Read the whole thing.
One of the examples Rhodes gives of the Sunni/Shiite divide is Jerusalem, which each side sees very differently:

Jerusalem Is Not Holy to Shiites

Jerusalem is an important case in point in understanding the Iranian-Turkish battle for the Arab street.

Jerusalem does not matter for traditional Shiites. They see the city's sanctification as a Sunni innovation and therefore summarily reject it. In the late 680s CE, the Sunni Umayyad rulers of Damascus built a dome over the Rock on the Temple Mount as a way to help smother a local revolt in Mecca at that time. The Umayyads were afraid that people who made the pilgrimage to Mecca would join the rebels' cause, and therefore blocked pilgrims from going to Mecca. That is when and why they turned the Temple Mount into an alternative pilgrimage site. Jerusalem, in short, became holy in Islam as a result of a local revolt in Mecca, some 55 years after Muhammad's death.

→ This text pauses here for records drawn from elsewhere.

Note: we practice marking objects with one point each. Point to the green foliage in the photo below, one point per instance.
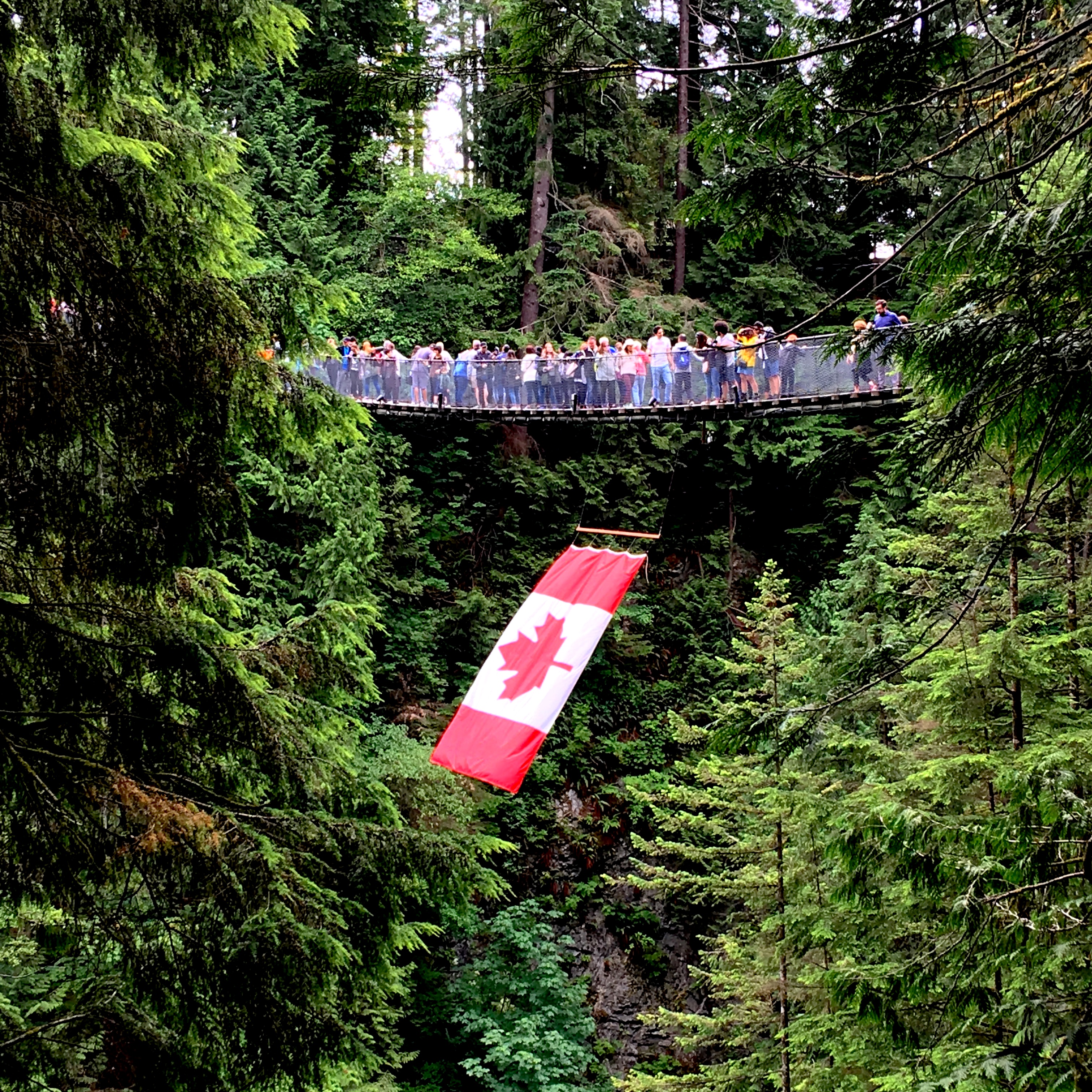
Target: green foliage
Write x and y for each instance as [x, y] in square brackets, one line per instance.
[421, 266]
[524, 1015]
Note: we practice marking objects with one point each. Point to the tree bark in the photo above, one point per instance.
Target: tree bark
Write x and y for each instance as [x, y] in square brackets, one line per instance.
[1075, 692]
[540, 209]
[1014, 614]
[682, 129]
[464, 109]
[783, 963]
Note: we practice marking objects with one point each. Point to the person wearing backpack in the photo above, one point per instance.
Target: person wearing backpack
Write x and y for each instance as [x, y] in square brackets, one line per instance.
[682, 359]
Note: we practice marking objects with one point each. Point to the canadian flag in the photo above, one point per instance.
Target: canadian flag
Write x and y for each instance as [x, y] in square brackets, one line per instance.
[528, 677]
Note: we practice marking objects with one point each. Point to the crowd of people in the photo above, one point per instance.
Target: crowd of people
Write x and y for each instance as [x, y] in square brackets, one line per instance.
[741, 365]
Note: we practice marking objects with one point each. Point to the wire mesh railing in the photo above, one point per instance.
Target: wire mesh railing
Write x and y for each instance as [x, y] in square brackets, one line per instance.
[770, 370]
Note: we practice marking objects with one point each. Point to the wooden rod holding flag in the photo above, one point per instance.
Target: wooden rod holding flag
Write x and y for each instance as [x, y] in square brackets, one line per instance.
[627, 534]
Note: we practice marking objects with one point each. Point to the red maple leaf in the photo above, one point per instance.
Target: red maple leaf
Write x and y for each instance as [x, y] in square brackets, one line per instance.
[532, 660]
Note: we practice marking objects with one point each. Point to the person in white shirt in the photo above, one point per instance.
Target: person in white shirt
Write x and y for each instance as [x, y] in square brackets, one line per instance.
[682, 359]
[660, 353]
[529, 373]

The Shiites hate the Umayyads and all that the Umayyads did. Some Shiite Grand Ayatollahs even have argued that Jerusalem was given to the children of Isaac, while Ishmael, Abraham's older son, received Najaf, which is in Iraq. In other words, from a Shiite perspective, Jerusalem is a Sunni heresy.

Why then did Shiite Iran adopt the Jerusalem and Israel issues as its own, given Shiism's historical antipathy to the Sunnis? Because these issues are so close to the hearts and minds of the Arab Sunni masses whose leaders have been unable to dislodge Israel from Jerusalem or to eliminate that country.

Additionally, the Iranians named their most elite unit the "Quds/Ghods" forces - the Arabic and Persian Muslim names for Jerusalem.

The Jerusalem/Israel issue has proven to be a wonderful tool for Iranian leaders to use to garner support for the Islamic Republic in its fight against the Arab Sunni rulers. The Iranian Shiite interest in Jerusalem is, therefore, nothing more than a political tool the Iranian government uses to bash their Arab Sunni enemies.
In regards to the odds of which side is likely to be victorious over the other, Rhodes concludes:
In the end, Iran will always remain at a tremendous disadvantage. The Turkish government has only been engaged in efforts to win the hearts and minds of the Arab street since 2002, when Erdogan's party came to power, while the Iranians have been at this for 31 years. Only if Sunni Muslims converted en masse to Shiism would Iran really be able to gain the upper hand. This does not seem to be in the cards for the foreseeable future.
Then again, Iran appears to be on its way to getting a nuclear bomb and has consistently thumbed its nose at the US with impunity--and I imagine that will count for a lot with the Muslim street.

Dr. Harold Rhode studied in Iran at Ferdowsi University in Mashhad in 1978 during the early and middle stages of the Islamic Revolution. In 1979, he received his Ph.D. from Columbia University in Islamic history. He joined the Office of the U.S. Secretary of Defense in 1982 as an advisor on Turkey, Iraq, and Iran. Since then he has served in the Office of the Secretary of Defense and as advisor on Islamic affairs on the Pentagon's policy planning staff. From 1994 until his recent retirement, Dr. Rhode served in the Pentagon's Office of Net Assessment. He is currently a Senior Advisor at the Hudson Institute, New York. This Jerusalem Issue Brief is based on his presentation to the Institute for Contemporary Affairs of the Jerusalem Center for Public Affairs on October 21, 2010.